21. It is disturbing that people who are suspects of the ICTY
continue to play important political roles in political life. The
authorities, governments and politicians in both Kosovo and Belgrade
should commit themselves to full co-operation with the ICTY. Those
who are convicted or sought for war crimes, witness intimidation
or obstruction of justice should be asked by their respective parties
not to play any political role.
22. The importance of domestic efforts to prosecute war crimes
should be emphasised. Fair and effective trials of the remaining
suspects at the domestic level are essential to further combat impunity
and build respect for the rule of law.
23. Implementation of the legislation on witness protection as
well as concrete measures to ensure adequate witness protection
and relocation are necessary.
2.2.2 Ethnically motivated abuses
24. In 2006, the Council of Europe Committee of Ministers
noted that “the perceived impunity of actors of violent crimes against
Serbs, as well as against Roma and others, is a particularly serious
problem that needs to be addressed as a high priority”.
NoteI
reiterated during my visit that all minority communities in Kosovo
should have access to effective remedies against discrimination,
that ethnically motivated crimes should be properly investigated
and their alleged perpetrators prosecuted and, if found guilty,
effectively punished.
25. Finally, during my visit I had the impression that much remains
to be done to pave the way for reconciliation.

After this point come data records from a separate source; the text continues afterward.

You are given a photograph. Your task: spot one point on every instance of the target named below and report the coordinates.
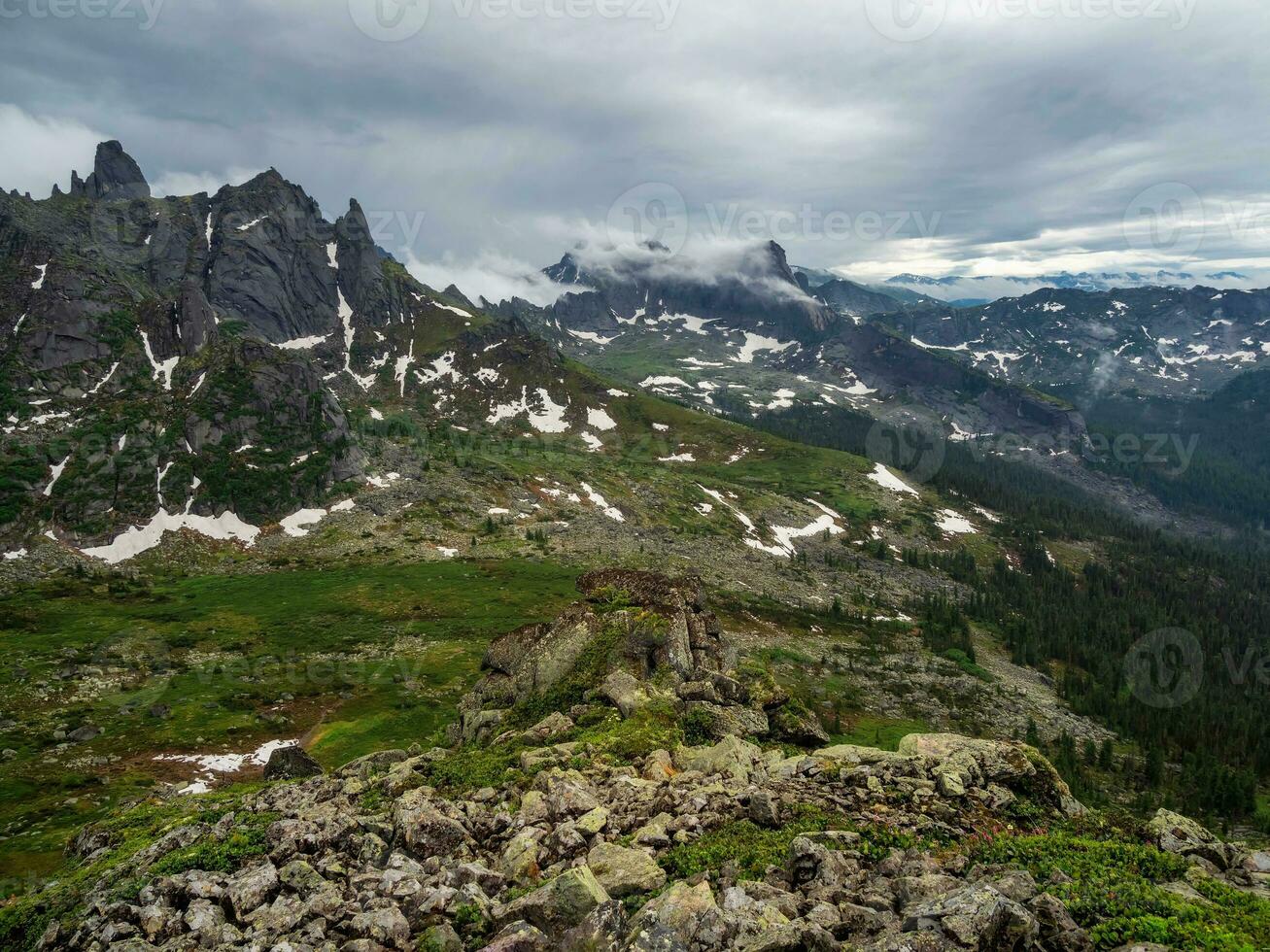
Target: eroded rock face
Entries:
(583, 858)
(634, 638)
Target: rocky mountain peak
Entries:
(116, 175)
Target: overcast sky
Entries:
(868, 136)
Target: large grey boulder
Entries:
(625, 872)
(1182, 835)
(561, 904)
(291, 763)
(976, 917)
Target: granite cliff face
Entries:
(187, 357)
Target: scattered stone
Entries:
(291, 763)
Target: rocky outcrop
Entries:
(116, 175)
(634, 638)
(375, 858)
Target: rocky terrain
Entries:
(596, 807)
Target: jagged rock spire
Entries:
(116, 175)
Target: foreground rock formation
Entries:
(579, 831)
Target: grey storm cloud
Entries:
(488, 136)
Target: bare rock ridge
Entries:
(635, 638)
(116, 175)
(580, 833)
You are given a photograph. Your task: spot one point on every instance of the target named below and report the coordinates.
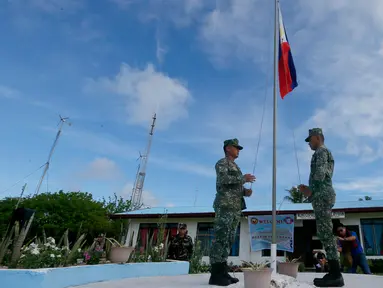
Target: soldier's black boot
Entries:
(218, 275)
(231, 278)
(333, 279)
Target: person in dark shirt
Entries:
(320, 262)
(181, 246)
(350, 239)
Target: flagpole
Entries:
(274, 178)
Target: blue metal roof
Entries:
(296, 207)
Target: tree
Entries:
(295, 196)
(367, 198)
(56, 212)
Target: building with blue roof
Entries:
(363, 217)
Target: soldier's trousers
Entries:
(225, 227)
(322, 205)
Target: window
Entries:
(372, 236)
(205, 234)
(149, 230)
(267, 253)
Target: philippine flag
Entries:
(286, 68)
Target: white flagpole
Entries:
(274, 177)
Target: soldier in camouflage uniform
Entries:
(322, 196)
(228, 206)
(181, 246)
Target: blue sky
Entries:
(205, 67)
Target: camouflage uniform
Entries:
(181, 248)
(228, 205)
(323, 196)
(323, 199)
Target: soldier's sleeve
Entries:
(225, 177)
(320, 168)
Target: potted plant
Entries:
(119, 253)
(256, 275)
(289, 267)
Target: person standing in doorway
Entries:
(350, 239)
(321, 194)
(228, 206)
(181, 246)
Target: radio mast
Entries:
(141, 173)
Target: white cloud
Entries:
(148, 91)
(54, 6)
(122, 4)
(102, 169)
(239, 29)
(8, 92)
(185, 166)
(148, 198)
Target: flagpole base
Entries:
(273, 252)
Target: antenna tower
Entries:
(141, 173)
(63, 120)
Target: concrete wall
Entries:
(245, 253)
(81, 275)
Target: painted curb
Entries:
(81, 275)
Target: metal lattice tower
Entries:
(141, 173)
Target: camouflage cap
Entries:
(314, 132)
(232, 142)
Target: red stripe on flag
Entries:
(285, 81)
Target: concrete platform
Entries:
(82, 275)
(201, 280)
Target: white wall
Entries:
(245, 253)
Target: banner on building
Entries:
(260, 230)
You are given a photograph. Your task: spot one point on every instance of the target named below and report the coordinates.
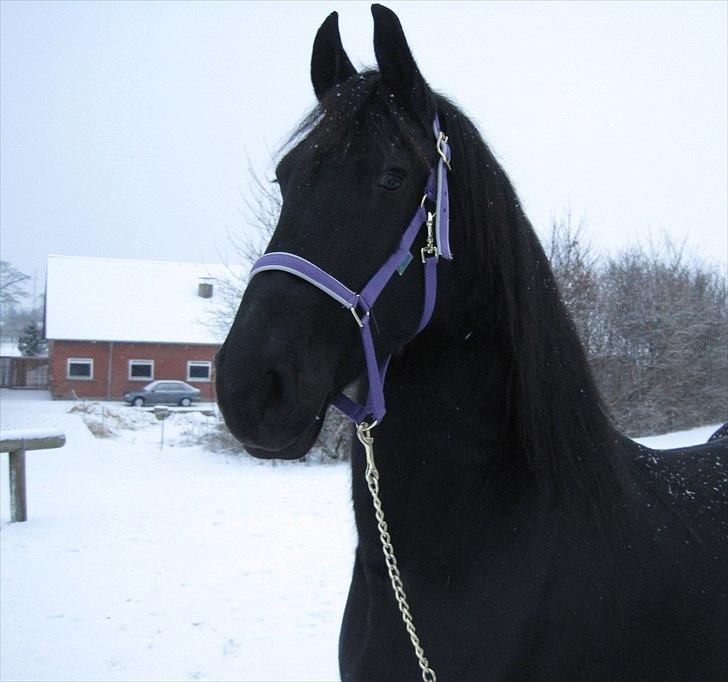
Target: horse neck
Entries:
(443, 446)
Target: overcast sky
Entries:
(125, 127)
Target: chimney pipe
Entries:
(204, 287)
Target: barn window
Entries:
(80, 368)
(198, 370)
(141, 370)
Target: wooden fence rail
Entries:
(17, 442)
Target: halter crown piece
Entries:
(360, 304)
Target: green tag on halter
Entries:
(403, 265)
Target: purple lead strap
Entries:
(438, 243)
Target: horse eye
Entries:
(391, 181)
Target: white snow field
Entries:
(137, 564)
(181, 564)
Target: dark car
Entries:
(170, 392)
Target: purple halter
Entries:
(438, 244)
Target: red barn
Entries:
(114, 325)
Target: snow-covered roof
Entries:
(112, 299)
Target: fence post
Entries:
(16, 443)
(18, 504)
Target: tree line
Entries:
(652, 318)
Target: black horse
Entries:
(535, 542)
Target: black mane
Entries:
(558, 422)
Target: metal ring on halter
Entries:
(441, 145)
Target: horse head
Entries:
(350, 181)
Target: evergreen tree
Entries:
(31, 341)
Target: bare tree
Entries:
(11, 284)
(653, 321)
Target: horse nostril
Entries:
(276, 397)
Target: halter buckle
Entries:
(429, 249)
(359, 320)
(442, 149)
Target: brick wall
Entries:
(170, 362)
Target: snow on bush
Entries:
(104, 421)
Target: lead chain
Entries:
(363, 432)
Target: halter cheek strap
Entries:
(360, 304)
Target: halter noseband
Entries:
(438, 244)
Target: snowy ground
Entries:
(181, 564)
(137, 564)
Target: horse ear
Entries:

3 Overview of the main human rights issues in Kosovo
3.1 Minority communities in Kosovo: general concerns
26. According to most sources, within the general population
in Kosovo, ethnic Albanians represent around 90% of the whole population
and the remaining 10% are made up of Serbs, Roma, Turks, Bosniaks,
Gorani, Ashkali, Egyptians and Croats. While these make up the minority
of the overall population in Kosovo, there are some areas in Kosovo
where ethnic Albanians are in the minority. Serbs and Roma tend
to live in mixed or singleethnic villages and enclaves scattered
all over Kosovo.
27. According to the Ombudsperson Institution in Kosovo, general
problems faced by all minority communities throughout Kosovo are
education, unemployment and the inability to use their respective languages,
should they not be Albanian or Serbian, in an official context.
In addition, malicious damage to the property of members of minority
communities is still reported and freedom of movement of members
of minority communities is still limited in a number of areas.
28. The prospect of a new political status has highlighted the
uncertainty over the future protection of minority communities.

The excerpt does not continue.